If anything, she claims, there is a new generation of internet entrepreneurs starting to emerge who are more financially au fait than their predecessors, have realistic turnover targets and who tend to set their sights on the new opportunities thrown up by the mobile sector. What’s more Bluetooth – a technology specification that describes how mobile phones, computers and personal digital assistants should communicate with each other – is providing further opportunities.

The cold winds blowing across from the US might have left many UK internet entrepreneurs feeling down, but they are far from out. Not only that, Meyer reveals, but First Tuesday is also doing nicely itself from the two per cent cut it takes for matching around half a dozen startups with financiers every month. The list of hopefuls is whittled down from a field of 300 and each matchmaking event typically yields a #250,000 fee.

Murray Hancock, chief executive at Four Leaf, a similar club for fledging internet companies, also reports that while Amazon’s performance, or lack of it, always has a big impact on investor psychology in the UK, the fact that it has stayed around so long is testimony to the long-term viability of the sector.

Meanwhile, he predicts that start-up firms that cannot persuade financiers to help them out will be forced to seek the support of established bricks and mortar organisations. ‘For most entrepreneurs, it’s just a case of keeping your head down at present,’ he says.

‘The hype about the industry may have blown over, which is not a bad thing, but there will definitely be an upswing again. And this time the companies will be stronger than ever.’

In other words, Christmas is coming – be it better or worse for Amazon.


Vendors who are providing hardware, software or services that are genuinely useful for e-business, rather than simply legacy products with an ‘e’ slapped in front, have seen encouraging levels of growth in the last three months.

The huge amount of data generated by e-business has resulted in a rise in the storage needs of most companies. As a result, Sun Microsystems has seen massive demand for its Sun StorEdge T3. The firm soared over expected forecasts with an 85% jump in net income based on a 60% growth in sales.

Despite the challenge from Sun StorEdge, storage sector leader EMC has also exceeded analysts’ expectations. It can boast year-on-year income growth of 55%. This was despite a slowdown in the company’s high-margin software business. EMC executives attributed the slowdown to the shortage of a key hardware component.
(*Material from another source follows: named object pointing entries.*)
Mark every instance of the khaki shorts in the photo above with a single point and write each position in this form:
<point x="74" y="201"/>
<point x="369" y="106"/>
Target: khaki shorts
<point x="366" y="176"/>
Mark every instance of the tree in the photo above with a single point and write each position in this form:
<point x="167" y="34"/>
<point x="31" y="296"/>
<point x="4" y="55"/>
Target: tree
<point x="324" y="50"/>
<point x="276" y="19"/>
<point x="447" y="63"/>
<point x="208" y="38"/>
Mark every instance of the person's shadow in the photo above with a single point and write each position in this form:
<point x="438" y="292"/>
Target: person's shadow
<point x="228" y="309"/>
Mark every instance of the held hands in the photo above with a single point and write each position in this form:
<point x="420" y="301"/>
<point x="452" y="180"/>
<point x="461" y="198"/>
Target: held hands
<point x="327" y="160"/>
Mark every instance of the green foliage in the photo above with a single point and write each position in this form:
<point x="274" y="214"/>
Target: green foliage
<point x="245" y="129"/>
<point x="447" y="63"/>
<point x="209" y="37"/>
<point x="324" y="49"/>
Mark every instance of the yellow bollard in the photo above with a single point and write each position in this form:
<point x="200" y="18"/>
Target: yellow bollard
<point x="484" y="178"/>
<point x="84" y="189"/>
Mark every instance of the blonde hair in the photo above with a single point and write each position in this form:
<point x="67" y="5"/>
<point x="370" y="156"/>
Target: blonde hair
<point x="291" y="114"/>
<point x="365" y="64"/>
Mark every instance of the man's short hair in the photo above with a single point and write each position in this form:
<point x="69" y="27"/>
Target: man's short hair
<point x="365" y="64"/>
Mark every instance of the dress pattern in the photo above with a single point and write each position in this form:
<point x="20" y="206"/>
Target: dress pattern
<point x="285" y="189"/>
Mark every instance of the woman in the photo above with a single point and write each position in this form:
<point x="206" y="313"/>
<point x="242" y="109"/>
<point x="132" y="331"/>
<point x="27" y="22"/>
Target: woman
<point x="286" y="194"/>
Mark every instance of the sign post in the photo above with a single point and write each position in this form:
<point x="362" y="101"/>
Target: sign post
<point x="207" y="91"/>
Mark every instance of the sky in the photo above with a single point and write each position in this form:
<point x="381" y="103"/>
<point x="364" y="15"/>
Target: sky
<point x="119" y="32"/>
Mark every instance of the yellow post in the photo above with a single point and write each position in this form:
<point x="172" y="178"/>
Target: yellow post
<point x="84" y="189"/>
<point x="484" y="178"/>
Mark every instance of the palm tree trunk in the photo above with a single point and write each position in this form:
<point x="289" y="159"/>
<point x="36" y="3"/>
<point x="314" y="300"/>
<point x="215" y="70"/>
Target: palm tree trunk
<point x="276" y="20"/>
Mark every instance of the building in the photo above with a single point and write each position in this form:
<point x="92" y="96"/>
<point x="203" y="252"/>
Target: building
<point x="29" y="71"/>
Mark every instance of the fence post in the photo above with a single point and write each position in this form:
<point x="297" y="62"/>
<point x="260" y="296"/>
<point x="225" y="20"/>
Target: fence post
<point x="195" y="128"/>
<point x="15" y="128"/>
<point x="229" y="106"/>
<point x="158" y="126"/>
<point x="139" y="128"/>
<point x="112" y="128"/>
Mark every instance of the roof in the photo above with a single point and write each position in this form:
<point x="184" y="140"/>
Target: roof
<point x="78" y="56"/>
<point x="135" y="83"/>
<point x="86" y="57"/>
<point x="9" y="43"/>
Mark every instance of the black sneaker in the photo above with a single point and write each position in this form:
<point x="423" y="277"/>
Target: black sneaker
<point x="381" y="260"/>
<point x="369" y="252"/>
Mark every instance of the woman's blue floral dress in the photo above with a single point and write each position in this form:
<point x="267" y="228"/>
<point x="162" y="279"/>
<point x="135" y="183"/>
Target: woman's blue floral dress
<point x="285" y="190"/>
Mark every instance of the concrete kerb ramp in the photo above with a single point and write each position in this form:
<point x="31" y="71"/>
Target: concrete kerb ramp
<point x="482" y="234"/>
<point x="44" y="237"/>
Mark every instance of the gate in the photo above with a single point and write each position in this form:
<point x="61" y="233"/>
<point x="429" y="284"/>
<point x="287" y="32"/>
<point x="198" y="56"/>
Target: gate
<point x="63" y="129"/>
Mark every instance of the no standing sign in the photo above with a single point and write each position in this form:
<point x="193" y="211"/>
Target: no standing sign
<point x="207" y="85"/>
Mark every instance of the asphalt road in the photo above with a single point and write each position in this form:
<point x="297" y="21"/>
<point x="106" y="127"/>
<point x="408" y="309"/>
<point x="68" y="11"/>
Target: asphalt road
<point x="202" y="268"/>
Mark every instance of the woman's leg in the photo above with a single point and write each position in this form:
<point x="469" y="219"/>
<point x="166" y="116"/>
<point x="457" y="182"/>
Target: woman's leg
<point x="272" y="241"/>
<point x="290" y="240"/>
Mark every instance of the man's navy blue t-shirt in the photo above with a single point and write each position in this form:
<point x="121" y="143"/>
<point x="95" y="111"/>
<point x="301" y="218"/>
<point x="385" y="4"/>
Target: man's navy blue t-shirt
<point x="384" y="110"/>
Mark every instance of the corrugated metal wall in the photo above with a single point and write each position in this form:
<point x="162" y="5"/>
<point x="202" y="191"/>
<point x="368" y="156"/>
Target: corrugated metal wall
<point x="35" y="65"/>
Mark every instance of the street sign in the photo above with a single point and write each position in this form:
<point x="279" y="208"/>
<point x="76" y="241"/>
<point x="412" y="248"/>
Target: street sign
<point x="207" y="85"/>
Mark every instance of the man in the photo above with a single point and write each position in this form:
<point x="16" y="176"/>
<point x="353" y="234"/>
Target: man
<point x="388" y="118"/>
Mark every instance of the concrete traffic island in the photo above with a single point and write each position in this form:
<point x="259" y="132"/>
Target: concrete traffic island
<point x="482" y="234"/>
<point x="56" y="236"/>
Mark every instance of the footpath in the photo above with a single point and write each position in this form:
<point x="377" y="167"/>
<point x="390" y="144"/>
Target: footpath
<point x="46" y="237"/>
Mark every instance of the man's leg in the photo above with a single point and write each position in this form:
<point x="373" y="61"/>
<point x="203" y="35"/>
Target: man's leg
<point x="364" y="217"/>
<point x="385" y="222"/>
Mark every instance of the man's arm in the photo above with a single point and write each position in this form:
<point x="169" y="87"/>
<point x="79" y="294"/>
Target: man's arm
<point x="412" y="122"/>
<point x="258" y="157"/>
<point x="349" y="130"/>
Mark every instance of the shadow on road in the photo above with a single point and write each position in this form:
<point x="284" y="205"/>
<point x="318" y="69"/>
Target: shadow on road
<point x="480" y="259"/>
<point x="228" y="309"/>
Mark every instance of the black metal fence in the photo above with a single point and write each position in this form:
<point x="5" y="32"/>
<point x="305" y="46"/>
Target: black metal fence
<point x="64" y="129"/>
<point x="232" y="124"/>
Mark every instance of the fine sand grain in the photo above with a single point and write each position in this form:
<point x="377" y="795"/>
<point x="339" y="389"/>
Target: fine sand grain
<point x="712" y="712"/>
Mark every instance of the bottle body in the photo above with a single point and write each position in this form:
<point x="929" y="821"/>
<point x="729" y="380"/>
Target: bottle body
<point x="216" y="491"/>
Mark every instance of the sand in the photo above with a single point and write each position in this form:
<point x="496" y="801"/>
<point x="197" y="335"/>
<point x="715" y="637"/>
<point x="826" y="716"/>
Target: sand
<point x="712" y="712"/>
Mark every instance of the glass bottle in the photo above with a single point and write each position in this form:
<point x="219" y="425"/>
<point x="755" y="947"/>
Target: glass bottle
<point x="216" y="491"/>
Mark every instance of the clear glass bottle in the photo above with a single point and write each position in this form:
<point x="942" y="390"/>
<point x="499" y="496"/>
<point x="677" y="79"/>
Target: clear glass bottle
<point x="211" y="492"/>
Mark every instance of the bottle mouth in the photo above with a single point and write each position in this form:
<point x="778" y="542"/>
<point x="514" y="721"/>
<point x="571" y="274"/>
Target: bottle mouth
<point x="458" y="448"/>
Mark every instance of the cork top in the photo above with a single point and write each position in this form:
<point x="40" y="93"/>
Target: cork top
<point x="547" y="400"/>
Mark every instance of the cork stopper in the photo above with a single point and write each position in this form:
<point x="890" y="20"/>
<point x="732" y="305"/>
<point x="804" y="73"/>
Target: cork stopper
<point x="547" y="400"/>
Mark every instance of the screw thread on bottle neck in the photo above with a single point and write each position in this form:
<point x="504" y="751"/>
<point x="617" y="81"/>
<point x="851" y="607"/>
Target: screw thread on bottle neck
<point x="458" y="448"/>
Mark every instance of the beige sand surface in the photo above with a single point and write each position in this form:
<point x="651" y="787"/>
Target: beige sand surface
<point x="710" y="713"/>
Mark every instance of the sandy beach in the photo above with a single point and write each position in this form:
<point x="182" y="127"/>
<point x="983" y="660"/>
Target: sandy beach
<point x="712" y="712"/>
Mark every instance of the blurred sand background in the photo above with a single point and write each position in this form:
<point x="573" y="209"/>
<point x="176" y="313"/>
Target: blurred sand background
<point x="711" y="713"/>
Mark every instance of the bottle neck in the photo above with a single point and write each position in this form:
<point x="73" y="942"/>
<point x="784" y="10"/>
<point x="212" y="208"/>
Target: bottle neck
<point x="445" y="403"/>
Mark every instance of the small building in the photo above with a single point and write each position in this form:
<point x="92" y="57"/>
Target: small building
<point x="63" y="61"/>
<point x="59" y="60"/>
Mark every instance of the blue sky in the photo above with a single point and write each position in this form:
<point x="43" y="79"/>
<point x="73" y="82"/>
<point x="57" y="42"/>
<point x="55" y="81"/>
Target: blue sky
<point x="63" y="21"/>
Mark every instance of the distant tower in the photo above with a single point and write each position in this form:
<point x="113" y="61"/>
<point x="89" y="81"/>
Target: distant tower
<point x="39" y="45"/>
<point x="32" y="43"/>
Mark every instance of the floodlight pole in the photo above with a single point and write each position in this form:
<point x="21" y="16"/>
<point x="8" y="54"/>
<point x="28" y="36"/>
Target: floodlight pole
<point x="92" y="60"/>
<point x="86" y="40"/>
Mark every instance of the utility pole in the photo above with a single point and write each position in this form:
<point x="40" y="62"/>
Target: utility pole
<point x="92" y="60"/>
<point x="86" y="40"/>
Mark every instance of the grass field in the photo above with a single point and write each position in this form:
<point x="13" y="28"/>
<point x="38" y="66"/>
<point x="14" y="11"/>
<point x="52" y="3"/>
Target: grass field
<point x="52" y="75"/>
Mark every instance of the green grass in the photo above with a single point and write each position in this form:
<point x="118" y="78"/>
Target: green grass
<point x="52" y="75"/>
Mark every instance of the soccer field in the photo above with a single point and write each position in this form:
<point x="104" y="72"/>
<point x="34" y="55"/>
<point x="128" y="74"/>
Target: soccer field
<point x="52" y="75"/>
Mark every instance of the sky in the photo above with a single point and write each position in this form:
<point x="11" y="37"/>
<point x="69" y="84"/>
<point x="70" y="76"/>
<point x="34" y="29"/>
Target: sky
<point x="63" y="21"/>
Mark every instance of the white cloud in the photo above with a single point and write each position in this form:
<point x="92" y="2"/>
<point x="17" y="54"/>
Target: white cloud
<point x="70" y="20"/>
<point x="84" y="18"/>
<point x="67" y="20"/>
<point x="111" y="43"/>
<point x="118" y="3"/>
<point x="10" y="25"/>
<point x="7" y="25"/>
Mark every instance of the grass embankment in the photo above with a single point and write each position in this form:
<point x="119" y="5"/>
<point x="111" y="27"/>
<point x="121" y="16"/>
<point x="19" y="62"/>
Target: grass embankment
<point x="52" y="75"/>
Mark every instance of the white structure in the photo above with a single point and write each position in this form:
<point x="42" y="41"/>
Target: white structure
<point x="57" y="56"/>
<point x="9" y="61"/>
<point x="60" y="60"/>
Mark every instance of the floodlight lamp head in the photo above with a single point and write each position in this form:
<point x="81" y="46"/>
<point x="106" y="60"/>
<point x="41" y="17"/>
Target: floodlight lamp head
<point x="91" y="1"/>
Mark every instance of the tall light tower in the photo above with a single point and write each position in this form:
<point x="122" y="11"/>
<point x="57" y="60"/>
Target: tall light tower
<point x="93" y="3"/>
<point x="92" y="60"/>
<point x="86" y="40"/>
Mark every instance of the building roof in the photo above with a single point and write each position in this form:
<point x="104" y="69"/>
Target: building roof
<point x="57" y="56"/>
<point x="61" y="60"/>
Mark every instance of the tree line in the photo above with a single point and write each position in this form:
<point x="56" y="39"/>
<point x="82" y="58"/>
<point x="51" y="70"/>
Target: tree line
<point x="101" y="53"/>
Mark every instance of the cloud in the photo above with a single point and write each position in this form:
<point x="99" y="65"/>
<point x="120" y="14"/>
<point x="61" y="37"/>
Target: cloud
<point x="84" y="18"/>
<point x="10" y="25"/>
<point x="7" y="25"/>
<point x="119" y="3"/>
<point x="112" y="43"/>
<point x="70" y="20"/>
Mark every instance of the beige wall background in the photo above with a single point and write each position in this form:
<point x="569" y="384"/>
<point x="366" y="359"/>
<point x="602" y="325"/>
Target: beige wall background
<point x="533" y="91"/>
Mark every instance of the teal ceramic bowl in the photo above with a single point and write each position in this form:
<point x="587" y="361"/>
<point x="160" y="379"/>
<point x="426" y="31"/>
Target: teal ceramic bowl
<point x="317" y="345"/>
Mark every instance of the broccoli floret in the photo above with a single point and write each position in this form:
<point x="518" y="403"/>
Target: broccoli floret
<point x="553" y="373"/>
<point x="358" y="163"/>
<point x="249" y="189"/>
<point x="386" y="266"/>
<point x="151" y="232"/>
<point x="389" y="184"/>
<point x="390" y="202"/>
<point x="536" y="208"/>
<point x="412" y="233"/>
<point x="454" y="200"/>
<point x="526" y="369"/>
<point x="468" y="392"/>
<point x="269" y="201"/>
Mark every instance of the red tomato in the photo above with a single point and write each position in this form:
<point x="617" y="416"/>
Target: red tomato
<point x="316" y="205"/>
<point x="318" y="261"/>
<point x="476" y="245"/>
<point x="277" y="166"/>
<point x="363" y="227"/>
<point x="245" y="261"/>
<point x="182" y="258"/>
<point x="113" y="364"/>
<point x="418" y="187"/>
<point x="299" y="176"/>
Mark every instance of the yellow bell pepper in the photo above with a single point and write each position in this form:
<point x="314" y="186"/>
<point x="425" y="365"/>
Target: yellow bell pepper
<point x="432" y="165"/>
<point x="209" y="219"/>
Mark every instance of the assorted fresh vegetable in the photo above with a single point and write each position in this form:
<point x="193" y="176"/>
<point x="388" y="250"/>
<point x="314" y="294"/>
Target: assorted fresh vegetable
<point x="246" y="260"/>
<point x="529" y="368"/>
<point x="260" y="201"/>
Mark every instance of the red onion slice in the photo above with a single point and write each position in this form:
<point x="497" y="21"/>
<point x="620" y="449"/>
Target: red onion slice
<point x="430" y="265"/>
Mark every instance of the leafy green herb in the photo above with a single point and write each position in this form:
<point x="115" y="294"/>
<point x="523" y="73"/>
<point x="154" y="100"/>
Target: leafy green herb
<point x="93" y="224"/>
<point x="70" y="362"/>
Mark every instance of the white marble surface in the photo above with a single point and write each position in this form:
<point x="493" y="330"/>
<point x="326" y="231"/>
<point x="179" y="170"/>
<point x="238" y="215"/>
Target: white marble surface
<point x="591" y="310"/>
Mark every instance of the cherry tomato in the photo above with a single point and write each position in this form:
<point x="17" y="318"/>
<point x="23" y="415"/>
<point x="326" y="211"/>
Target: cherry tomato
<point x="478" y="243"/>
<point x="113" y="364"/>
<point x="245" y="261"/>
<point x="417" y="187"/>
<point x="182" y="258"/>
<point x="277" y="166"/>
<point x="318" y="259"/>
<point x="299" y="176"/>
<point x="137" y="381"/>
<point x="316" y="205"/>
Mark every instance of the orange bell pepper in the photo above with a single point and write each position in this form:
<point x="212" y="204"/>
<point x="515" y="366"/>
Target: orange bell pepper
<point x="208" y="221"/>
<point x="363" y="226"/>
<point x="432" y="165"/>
EMC’s overall growth places it fourth behind Cisco Systems, Microsoft and Intel in valuation in the high-tech sector.

German software giant SAP has shown a 27% rise in sales. The company points to increased sales of e-business platform, accounting for 61% of total licence revenues. AOL’s third-quarter earnings are double that of the same quarter last year. This is due to an 80% increase in revenue from advertising and ecommerce, which now represent 33% of AOL’s total revenues.

In contrast, IBM shares plunged after the release of third-quarter figures.

They showed a drop in revenue for the third time in the last 12 months.

The impact of the figures brought the Dow Jones Industrial Average below 10,000 for the first time since March.

Microsoft’s first-quarter earnings were higher than expected. But the increase in net profits resulted from an increase in investment income from the sale of TransPoint and Titus Communications.

Investment income for this quarter totalled about $800m, making up 43% of net profits. Apple’s fourth-quarter results were below predictions, and the company has already touted warnings about results next quarter.